Artin stende il braccio destro e mostra la cicatrice rossastra. Dove c’è una chiazza informe non ancora del tutto rimarginata, fino a quattro mesi fa spiccava un tatuaggio. «Un sole stilizzato. Poi mi hanno preso i taleban e l’hanno levato con un coltello, insieme alla pelle. Per loro, i tatuaggi sono un peccato contro il corpo», racconta il 21enne dagli occhi grandi e frangiati. Indossa l’abito tradizionale pashtun – tunica e pantaloni larghi –, come “consiglia” il codice d’abbigliamento maschile dell’Emirato. Le sue mani, però, giocano con la sciarpa in modo vistosamente femminile. Sono dettagli come questo a tradire Artin e gli altri ex travestiti di Kabul. Anche durante la Repubblica islamica, l’omosessualità era vietata e punita con il carcere. Di fatto, però, le autorità lasciavano correre. Con il ritorno dei taleban, la repressione è asfissiante. «Se ti va bene, ti pestano per darti una lezione – dice Wagih mentre indica la mano ingessata –. Se ti va male, finisci come Sujat…». Il 17enne è stato trovato una mattina di fine luglio impiccato alla recinzione dello zoo di Kabul. Ufficialmente si è suicidato. «In realtà, la polizia l’aveva arrestato il giorno prima: è stato picchiato, stuprato e ucciso – aggiunge Naima –. Per questo, chi non riesce a fuggire, vive nascosto». La gran parte dei circa 10mila esponenti della comunità Lgbt presenti nella capitale prima del 15 agosto 2021, è stata evacuata o è partita in segreto per Iran, Pakistan o Turchia. Ne sono rimasti 1.500. Dieci di loro accettano di parlare con Avvenire in un luogo sicuro alla periferia di Kabul, a condizione di non essere identificati. Come pseudonimi scelgono quelli di cantanti famosi nell’ultimo ventennio, anch’essi partiti o in clandestinità dopo il bando taleban sulla musica. Sanno di rischiare molto. Non esiste una cifra delle persone gay assassinate nell’ultimo anno. Solo i dieci presenti descrivono quattro omicidi di amici o conoscenti, oltre a quello di Sujat: una coppia, ammazzata mentre cercava di entrare in Iran, e due giovani, convocati al comando di polizia e mai tornati.

Se non sempre si arriva alla violenza estrema, gli arresti, le botte, le mutilazioni, sono all’ordine del giorno. L’unica speranza di andare avanti, dunque, per le persone Lgbt è rendersi invisibili.

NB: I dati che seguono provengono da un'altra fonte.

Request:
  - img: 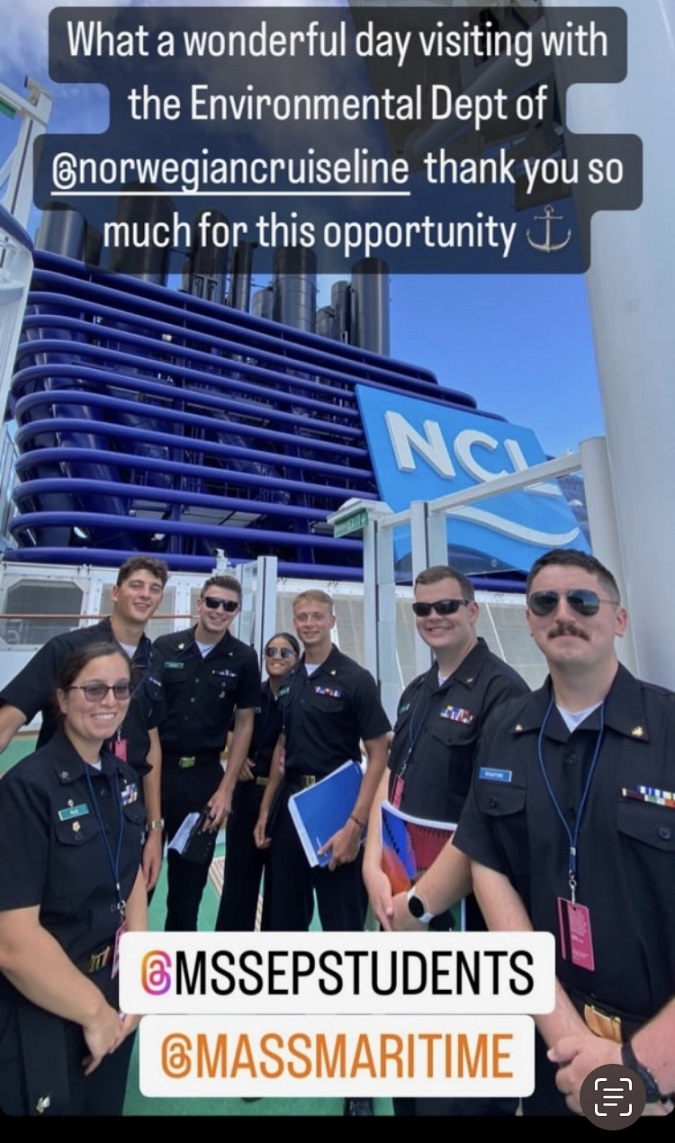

A volte, però, non è possibile. «Hanno trovato dei miei video su YouTube e questo è il risultato», spiega Anush, 24 anni, scoprendo il volto, completamente tumefatto. «Non è la parte peggiore – prosegue –. Mi hanno rapato i capelli a zero e mi hanno messo sotto sorveglianza. Il mullah (leader religioso) controlla che vada in moschea cinque volte al giorno per la preghiera. Se non lo faccio, bruceranno la casa dei miei genitori». Kamshka, 22 anni, era una modella trans, come rivela il fisico alto e longilineo. «Anche se non indosso più abiti femminili, non è difficile riconoscermi. Fino a quando potrò restare nascosta da mia zia? Non riesco più a dormire». «La mia vita ormai è una lunga agonia – conclude Bigam –: mi addormento e mi sveglio nel terrore. Vorrei morire. Non c’è posto per noi nell’Emirato».